Sharp Quantitative Stability for the Prékopa-Leindler and Borell-Brascamp-Lieb Inequalities
Alessio Figalli, Peter van Hintum, Marius Tiba
TL;DR
This work delivers a sharp, quantitative stability theory for the Borell-Brascamp-Lieb inequality valid for all $n\in\mathbb{N}$, $\lambda\in(0,1/2]$, and $p\in(-1/n,\infty)$. By leveraging a novel combination of stability for Brunn-Minkowski, level-set transport, and a hierarchical cone/fiber decomposition, the authors first bound the symmetric difference $\int|f-g|$ up to a translation by $O_{n,\lambda,p}(\sqrt{\delta})$, then in the case $f=g$ construct a $p$-concave function $\ell$ with $\int|f-\ell|$ also controlled at the same rate. The main theorem yields the optimal $\sqrt{\delta}$-stability for BBLI and, as a special case, the sharp stability for Prékopa-Leindler, resolving longstanding conjectures. The results hinge on a refined, transport-based analysis of level sets, a two-dimensional backbone strengthened by a comprehensive $n$-dimensional reduction, and a robust framework (BMStab) for tracking how near-equality in Brunn-Minkowski propagates to functional inequalities.

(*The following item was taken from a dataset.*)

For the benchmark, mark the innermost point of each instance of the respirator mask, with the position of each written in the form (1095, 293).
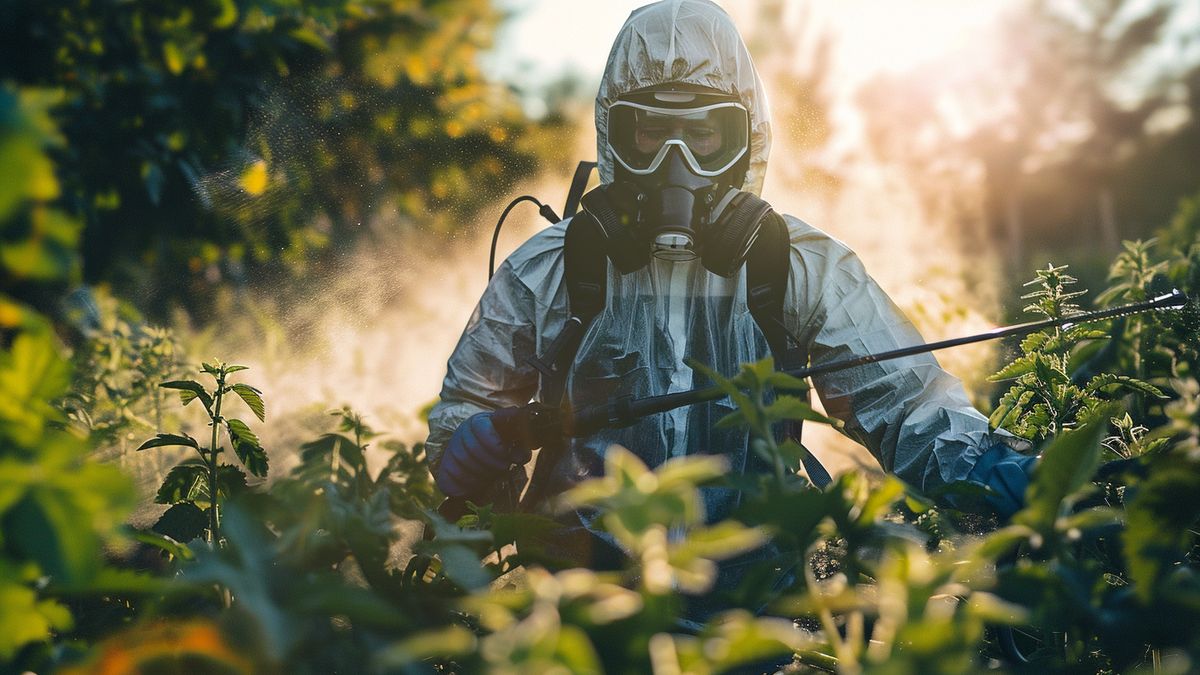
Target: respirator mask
(681, 157)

These findings bridge geometric and functional stability theories with sharp exponents, offering precise stability diagnostics for foundational inequalities in convex geometry and analysis.
Abstract
The Borell-Brascamp-Lieb inequality is a classical extension of the Prékopa-Leindler inequality, which in turn is a functional counterpart of the Brunn-Minkowski inequality. The stability of these inequalities has received significant attention in recent years. Despite substantial progress in the geometric setting, a sharp quantitative stability result for the Prékopa-Leindler inequality has remained elusive, even in the special case of log-concave functions. In this work, we provide a unified and definitive stability framework for these foundational inequalities. By establishing the optimal quantitative stability for the Borell-Brascamp-Lieb inequality in full generality, we resolve the conjectured sharp stability for the Prékopa-Leindler inequality as a particular case. Our approach builds on the recent sharp stability results for the Brunn-Minkowski inequality obtained by the authors.